A Ravenna ci sono 33.213 edifici residenziali e il 76% dei ravennati vive in una casa di proprietà, mentre il 15% in affitto. In città, il 59% degli edifici è stato costruito prima del 1970, il che significa che Ravenna necessità di un tempestivo piano di riqualificazione degli edifici, che possa renderli conformi alle più recenti normative europee in fatto di efficientamento energetico. E all’esigenza di riqualificazione risponde il progetto "MI.RA (Mingaiola Ravenna) Exclusive Residence" il nuovo complesso residenziale presentato ieri al Mercato coperto, che sorgerà nel centro di Ravenna, frutto della riqualificazione dell’area urbana di via Mingaiola. I lavori sono già iniziati e la consegna delle nuove unità è prevista per l’estate 2025. MI.RA è un progetto di Ala Immobiliare Srl, giovane società che da alcuni anni opera sul mercato immobiliare del territorio con la mission di sviluppare progetti immobiliari residenziali con edilizia sostenibile, finiture di pregio e soluzioni di qualità, nel rispetto dei criteri ESG.

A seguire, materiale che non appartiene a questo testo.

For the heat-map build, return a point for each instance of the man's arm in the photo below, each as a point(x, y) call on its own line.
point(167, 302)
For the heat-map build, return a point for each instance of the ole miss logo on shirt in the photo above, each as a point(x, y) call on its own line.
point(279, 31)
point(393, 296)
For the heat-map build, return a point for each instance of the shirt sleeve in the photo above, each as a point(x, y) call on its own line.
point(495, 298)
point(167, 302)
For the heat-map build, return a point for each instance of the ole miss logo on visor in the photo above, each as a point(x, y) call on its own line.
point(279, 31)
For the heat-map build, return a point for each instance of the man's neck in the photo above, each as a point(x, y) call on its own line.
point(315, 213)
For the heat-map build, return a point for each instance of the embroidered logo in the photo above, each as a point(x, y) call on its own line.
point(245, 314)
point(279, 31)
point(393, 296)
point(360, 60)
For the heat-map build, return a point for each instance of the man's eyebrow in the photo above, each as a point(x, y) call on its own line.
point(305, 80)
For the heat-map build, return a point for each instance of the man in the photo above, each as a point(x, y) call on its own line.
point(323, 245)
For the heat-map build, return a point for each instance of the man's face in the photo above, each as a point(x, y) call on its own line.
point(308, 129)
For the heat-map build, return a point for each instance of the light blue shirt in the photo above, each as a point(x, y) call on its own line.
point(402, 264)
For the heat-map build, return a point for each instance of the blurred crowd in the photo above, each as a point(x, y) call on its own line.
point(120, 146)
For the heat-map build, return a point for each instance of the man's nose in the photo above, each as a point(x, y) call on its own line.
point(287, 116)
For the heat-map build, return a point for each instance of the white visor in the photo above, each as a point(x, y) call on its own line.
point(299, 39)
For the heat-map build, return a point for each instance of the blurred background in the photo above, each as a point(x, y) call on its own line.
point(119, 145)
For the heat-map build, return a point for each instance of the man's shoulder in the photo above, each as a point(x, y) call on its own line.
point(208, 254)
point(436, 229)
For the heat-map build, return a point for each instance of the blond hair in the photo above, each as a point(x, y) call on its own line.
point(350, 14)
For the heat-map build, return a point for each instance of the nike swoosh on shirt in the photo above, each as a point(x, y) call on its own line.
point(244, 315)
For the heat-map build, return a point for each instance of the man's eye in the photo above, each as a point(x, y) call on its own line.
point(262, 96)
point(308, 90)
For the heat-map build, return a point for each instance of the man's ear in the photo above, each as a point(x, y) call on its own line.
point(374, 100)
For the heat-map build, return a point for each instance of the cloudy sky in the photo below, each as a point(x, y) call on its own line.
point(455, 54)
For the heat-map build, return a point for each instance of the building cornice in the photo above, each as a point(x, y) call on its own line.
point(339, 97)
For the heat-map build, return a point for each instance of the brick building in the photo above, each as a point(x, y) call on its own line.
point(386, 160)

La promozione e commercializzazione dell’iniziativa è affidata a Gabetti Home Value, divisione del Gruppo Gabetti dedicata al settore delle nuove costruzioni e dei frazionamenti, mediante l’agenzia Gabetti Franchising di Ravenna di Fabrizio Savorani. "È un intervento che credo potrà avere una ricaduta molto positiva nella riqualificazione della zona, collocata in centro storico, favorendo non solo un intervento di rigenerazione urbana, senza consumare nuovo suolo, ma anche raggiungendo l’obiettivo della completa messa in sicurezza sismica, energetica ed impiantistica dei nuovi fabbricati", ha detto Federica Del Conte, Assessora all’Urbanistica e all’Edilizia privata del Comune di Ravenna.

"Siamo orgogliosi di essere parte di un progetto di riqualificazione urbana come MI.RA – ha detto Enrico Cestari, direttore Gabetti Home Value – e Ravenna è una delle migliori città italiane in cui vivere e nei prossimi cinque anni potrebbe cambiare volto grazie sia a una serie di interventi voluti dall’amministrazione comunale, sia a un nuovo spirito imprenditoriale e alle buone prospettive offerte dal mercato". Tornando al numero di compravendite, nel 2022 le operazioni sono state 3.238 (-0,1% sul 2021) e analizzando le classi dimensionali delle unità residenziali si nota come la maggioranza degli immobili compravenduti sia di taglio compreso tra i 50 e gli 85 mq (42,3%) e gli 85 e i 115 mq (21,8%).

Anche come città universitaria, Ravenna sta aumentando il suo appeal: il numero di studenti negli ultimi cinque anni è cresciuto del 20% (Università di Bologna, Campus Ravenna), con una domanda abitativa di posti letto per studenti che eccede rispetto all’offerta, e una conseguente necessità di ulteriore sviluppo immobiliare. Non mancano anche i capitali privati che potrebbero essere investiti per ripensare alcuni spazi della città, come la rigenerazione dell’area ex Cmc e l’ex caserma Alighieri di via Nino Bixio. Diversi anche i progetti infrastrutturali voluti dell’amministrazione comunale, come la realizzazione di un nuovo impianto Bike Park all’interno del parco sportivo polivalente dell’ex ippodromo di Ravenna e il possibile scavalcamento ciclabile e pedonale della stazione.